BadgerDB state (services, instances, secrets ciphertexts, tokens, policies).
The KEK file, if crypto.kek.source: file.
Per-resource version history.

Back this up. Loss = loss of every service spec, secret, user, and policy.

# Snapshot
sudo systemctl stop runed
sudo tar -czf rune-backup-$(date +%F).tgz -C /var/lib rune
sudo systemctl start runed

For online backup, use BadgerDB’s snapshot tooling or copy while accepting that some recent writes may be missed. Multi-node with Raft snapshots is roadmap (RUNE-029).

Logs

runed writes logs to stdout. Under systemd, that goes to journald:

journalctl -u runed -f
journalctl -u runed --since "1 hour ago"
journalctl -u runed -p err  # errors only

Configure verbosity in the runefile (server.log-level) or with --log-level. Use --log-format=json if you ship logs to a structured collector.

Signals

Signal	Behavior
`SIGTERM`	Graceful shutdown — drains gRPC, stops orchestrator, exits.
`SIGINT`	Same as `SIGTERM`.
`SIGHUP`	Reserved (no-op today).

Graceful shutdown waits for in-flight RPCs (with a timeout) and writes any pending state. Don’t SIGKILL unless something is wedged — you risk losing recent writes.

Listening addresses

server:
  grpc-addr: ":7863"   # bind all interfaces
  http-addr: ":7861"

In production, bind to a private interface and front-door with TLS. To restrict to localhost:

server:
  grpc-addr: "127.0.0.1:7863"
  http-addr: "127.0.0.1:7861"

Resource sizing

For Release 1 (single node):

Workload size	RAM	Disk	CPU
≤ 20 services	256 MiB	1 GiB	0.25 c
≤ 100 services	512 MiB	5 GiB	0.5 c
≤ 500 services	1 GiB	20 GiB	1 c

These are rough. Disk grows with secret/configmap version history — set storage retention to taste.

Health endpoint

runed exposes a health endpoint at :7861/healthz. Use it for liveness from your host’s monitoring.

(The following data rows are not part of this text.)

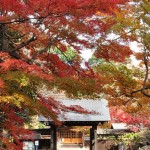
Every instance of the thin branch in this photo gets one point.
(33, 38)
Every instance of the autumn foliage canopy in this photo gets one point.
(34, 37)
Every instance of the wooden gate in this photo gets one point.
(67, 136)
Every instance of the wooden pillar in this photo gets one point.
(92, 137)
(53, 144)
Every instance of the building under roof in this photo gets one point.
(100, 115)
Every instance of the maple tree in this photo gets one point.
(125, 86)
(33, 35)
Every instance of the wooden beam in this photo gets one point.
(92, 137)
(53, 144)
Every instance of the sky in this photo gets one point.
(86, 54)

curl -fsS http://localhost:7861/healthz

Returns 200 when the orchestrator is reconciling. Returns 503 if the store is unreachable or shutting down.

Failure scenarios

Scenario	Recovery
`runed` crashes	Systemd restarts it. State persists on disk.
Disk fills	Reconciler logs errors; new writes fail. Free disk.
Docker daemon down	Container ops fail. Process services keep running.
KEK file deleted/corrupt	Server refuses to start. Restore from backup.
Bootstrap token lost	Recover via local-only `rune admin bootstrap` (only works on a server with no live tokens — otherwise: restore from backup).